NATO Superiority Over Russia Has 'Eroded,' Forcing Alliance to Create New Strategy, U.S. General Says

The chairman of the U.S. Joint Chiefs of Staff has warned that NATO military superiority over an increasingly aggressive Russia has been eroded in recent years, forcing the 70-year-old alliance to revamp its strategy to contain a resurgent Kremlin.

General Joseph Dunford spoke to reporters on Tuesday following the most recent NATO military committee meeting in Slovenia, which he said was building on NATO's new military strategy agreed in May, Radio Free Europe/Radio Liberty reported.

A belligerent Russia and strengthening China has left world leaders once again thinking in terms of great power competition. The post-Soviet years of unquestioned U.S. global dominance is coming to an end, and the transatlantic alliance has been forced to pivot to this new reality.

The most pressing threat has been Russia. In Georgia, Ukraine and Syria, Moscow has displayed a willingness to use military force to defend its strategic interests and retain what it considers its sphere of influence. Often, these interests are in direct opposition to American and NATO goals.

In May, NATO commanders signed up to the alliance's new military strategy. British Air Chief Marshal Sir Stuart Peach said the blueprint would enable the bloc "to deliver our core mission—defending almost 1 billion people."

Dunford told reporters Tuesday, "Russia is a competitor and the NATO advantage over a resurgent Russia has eroded."

The general said that NATO defense chiefs "recognize this" new balance, and suggested it was one of the driving forces behind May's strategic plan. "We are bringing a coherence to the planning that is going on inside NATO," Dunford explained, "and the collective efforts to develop capability."

Last month, Dunford explained that the U.S. and its NATO allies are facing a multitude of threats from malign powers.

NATO, Joseph Dunford, Russia, Marines, U.S.
U.S. Marines are pictured during the Trident Juncture 2018, a NATO-led military exercise, on November 1, 2018 near the town of Oppdal, Norway. JONATHAN NACKSTRAND/AFP/Getty Images/Getty

The general noted that Russia—in combination with its military campaigns in Georgia, Ukraine, Syria and active measures campaigns elsewhere—had "fielded capabilities that are not compliant with the [Intermediate-Range Nuclear Forces] Treaty, and President Putin has trumpeted the capabilities of weapon systems designed to put the American homeland at risk."

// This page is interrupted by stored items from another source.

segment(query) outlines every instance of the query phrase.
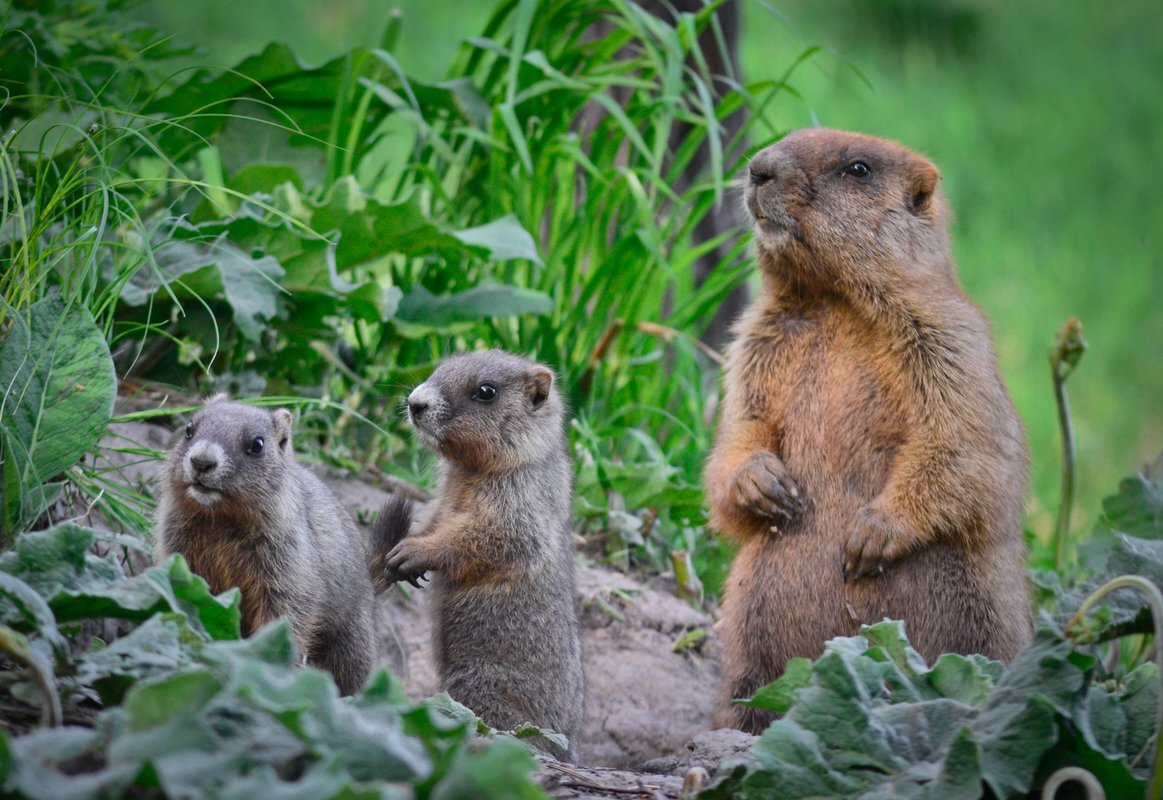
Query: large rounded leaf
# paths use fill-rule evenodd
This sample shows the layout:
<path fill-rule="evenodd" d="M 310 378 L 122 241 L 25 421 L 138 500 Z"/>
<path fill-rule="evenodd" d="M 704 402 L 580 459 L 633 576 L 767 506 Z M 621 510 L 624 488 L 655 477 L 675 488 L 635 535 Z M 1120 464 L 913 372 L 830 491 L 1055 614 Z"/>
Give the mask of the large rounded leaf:
<path fill-rule="evenodd" d="M 0 347 L 3 528 L 10 539 L 43 509 L 45 481 L 88 452 L 113 414 L 109 346 L 84 306 L 51 294 L 14 315 Z"/>

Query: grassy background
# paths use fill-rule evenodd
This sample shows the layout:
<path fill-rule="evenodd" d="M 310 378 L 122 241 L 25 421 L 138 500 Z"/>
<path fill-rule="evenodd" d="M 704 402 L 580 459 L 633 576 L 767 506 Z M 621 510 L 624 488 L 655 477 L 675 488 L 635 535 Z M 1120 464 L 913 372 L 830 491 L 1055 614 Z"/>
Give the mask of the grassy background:
<path fill-rule="evenodd" d="M 267 41 L 319 61 L 379 41 L 403 15 L 396 55 L 438 78 L 488 3 L 203 0 L 139 13 L 228 65 Z M 781 0 L 743 5 L 743 65 L 777 77 L 823 49 L 778 113 L 898 139 L 931 156 L 956 215 L 961 277 L 993 322 L 1002 371 L 1033 458 L 1029 522 L 1045 540 L 1060 469 L 1046 354 L 1070 315 L 1090 352 L 1072 378 L 1081 474 L 1076 529 L 1099 498 L 1163 447 L 1163 17 L 1155 3 Z"/>

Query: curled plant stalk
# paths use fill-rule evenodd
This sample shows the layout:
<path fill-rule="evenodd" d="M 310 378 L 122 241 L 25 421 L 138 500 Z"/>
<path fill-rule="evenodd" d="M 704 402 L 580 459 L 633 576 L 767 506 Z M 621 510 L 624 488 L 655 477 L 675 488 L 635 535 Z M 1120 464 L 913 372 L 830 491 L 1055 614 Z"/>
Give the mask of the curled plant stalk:
<path fill-rule="evenodd" d="M 0 652 L 6 653 L 9 658 L 32 673 L 37 688 L 44 695 L 44 705 L 40 713 L 41 725 L 53 728 L 59 726 L 64 721 L 64 714 L 61 711 L 61 699 L 57 695 L 52 669 L 37 656 L 23 634 L 4 625 L 0 625 Z"/>
<path fill-rule="evenodd" d="M 1098 778 L 1082 767 L 1063 767 L 1052 773 L 1042 787 L 1043 800 L 1054 800 L 1058 789 L 1070 781 L 1082 785 L 1083 791 L 1086 792 L 1086 800 L 1106 800 L 1106 792 L 1103 791 Z"/>
<path fill-rule="evenodd" d="M 1066 623 L 1066 635 L 1075 642 L 1086 643 L 1088 637 L 1085 632 L 1080 632 L 1080 635 L 1075 637 L 1071 636 L 1071 630 L 1082 621 L 1082 618 L 1092 608 L 1098 605 L 1102 598 L 1117 589 L 1136 589 L 1147 598 L 1147 605 L 1151 609 L 1151 624 L 1154 627 L 1155 641 L 1163 642 L 1163 593 L 1160 593 L 1155 584 L 1140 575 L 1120 575 L 1096 589 L 1090 597 L 1083 601 L 1082 605 L 1078 607 L 1078 611 L 1074 612 L 1074 616 Z M 1163 682 L 1163 671 L 1160 672 L 1160 680 Z M 1160 691 L 1159 697 L 1159 708 L 1155 712 L 1155 759 L 1151 765 L 1151 777 L 1147 781 L 1147 794 L 1144 795 L 1148 800 L 1157 800 L 1157 798 L 1163 797 L 1163 691 Z M 1062 771 L 1064 770 L 1059 770 L 1059 772 Z M 1085 772 L 1085 770 L 1079 771 Z M 1078 780 L 1079 778 L 1075 775 L 1068 775 L 1062 780 L 1068 779 Z M 1049 785 L 1048 780 L 1047 785 Z M 1045 792 L 1043 794 L 1046 797 L 1053 797 L 1052 794 Z"/>
<path fill-rule="evenodd" d="M 1054 526 L 1054 566 L 1061 569 L 1066 563 L 1070 536 L 1070 512 L 1074 506 L 1075 452 L 1074 425 L 1070 420 L 1070 401 L 1066 397 L 1066 379 L 1078 366 L 1086 351 L 1082 323 L 1070 317 L 1054 336 L 1050 350 L 1050 374 L 1054 379 L 1054 399 L 1058 404 L 1058 427 L 1062 433 L 1062 504 L 1058 508 L 1058 523 Z"/>

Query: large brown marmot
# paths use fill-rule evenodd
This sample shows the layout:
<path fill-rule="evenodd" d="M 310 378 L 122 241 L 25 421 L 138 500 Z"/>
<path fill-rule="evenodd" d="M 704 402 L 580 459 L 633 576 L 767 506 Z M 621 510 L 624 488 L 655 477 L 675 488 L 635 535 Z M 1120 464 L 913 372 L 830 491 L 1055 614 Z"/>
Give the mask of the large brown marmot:
<path fill-rule="evenodd" d="M 930 661 L 1030 640 L 1025 443 L 937 181 L 903 147 L 839 131 L 751 160 L 763 288 L 728 351 L 705 475 L 712 523 L 740 545 L 721 726 L 759 732 L 772 715 L 732 698 L 884 617 Z"/>
<path fill-rule="evenodd" d="M 155 547 L 181 553 L 215 593 L 242 590 L 242 633 L 278 617 L 299 652 L 359 691 L 375 660 L 367 550 L 351 516 L 295 460 L 291 412 L 212 398 L 162 476 Z"/>
<path fill-rule="evenodd" d="M 441 686 L 489 725 L 531 722 L 572 744 L 584 678 L 564 413 L 548 367 L 499 350 L 445 359 L 408 396 L 442 456 L 437 495 L 414 521 L 406 500 L 390 502 L 372 536 L 377 558 L 403 537 L 377 580 L 435 573 Z"/>

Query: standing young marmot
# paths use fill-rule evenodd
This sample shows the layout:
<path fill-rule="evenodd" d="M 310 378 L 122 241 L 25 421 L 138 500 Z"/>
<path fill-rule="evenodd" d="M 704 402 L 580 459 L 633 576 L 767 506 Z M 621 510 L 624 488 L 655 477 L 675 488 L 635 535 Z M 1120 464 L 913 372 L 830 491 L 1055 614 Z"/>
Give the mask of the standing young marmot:
<path fill-rule="evenodd" d="M 155 545 L 223 592 L 242 590 L 242 632 L 278 617 L 343 694 L 375 659 L 367 550 L 322 481 L 295 461 L 291 412 L 212 398 L 166 459 Z"/>
<path fill-rule="evenodd" d="M 499 350 L 452 356 L 408 396 L 408 416 L 442 456 L 440 483 L 414 521 L 403 500 L 380 513 L 376 541 L 410 532 L 377 580 L 435 573 L 436 663 L 454 699 L 494 727 L 531 722 L 575 742 L 584 679 L 573 471 L 553 372 Z"/>
<path fill-rule="evenodd" d="M 705 482 L 739 553 L 723 596 L 716 722 L 789 658 L 903 619 L 930 661 L 1031 637 L 1022 431 L 954 275 L 936 168 L 805 130 L 751 160 L 761 295 L 728 352 Z"/>

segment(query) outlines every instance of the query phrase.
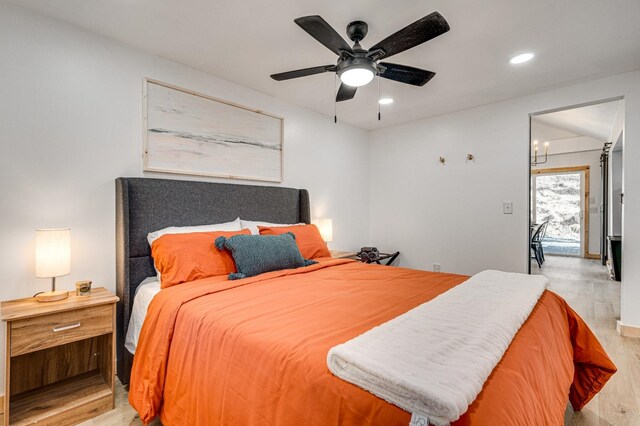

Meanwhile, an increasingly confident China has militarized the contested South China Sea region and continued the break-neck investment in its military forces, especially the People's Liberation Army Navy.

Both Russia and China have closely studied U.S. military strategy and performance since the end of the Cold War, and have tried to develop technologies and strategies that can exploit American weaknesses, Dunford said.

Dunford said Tuesday that the Slovenia meeting represented "a continuation of efforts to operationalize the alliance's military strategy." This meant making progress on the NATO concept of "360-degree security" to protect against threats from all over the world.

"Much like in the United States, we didn't have much competition in the 1990s, the need to be much more deliberate in the process of capability development, making assessments, developing concepts and strategy is what the focus is," Dunford explained.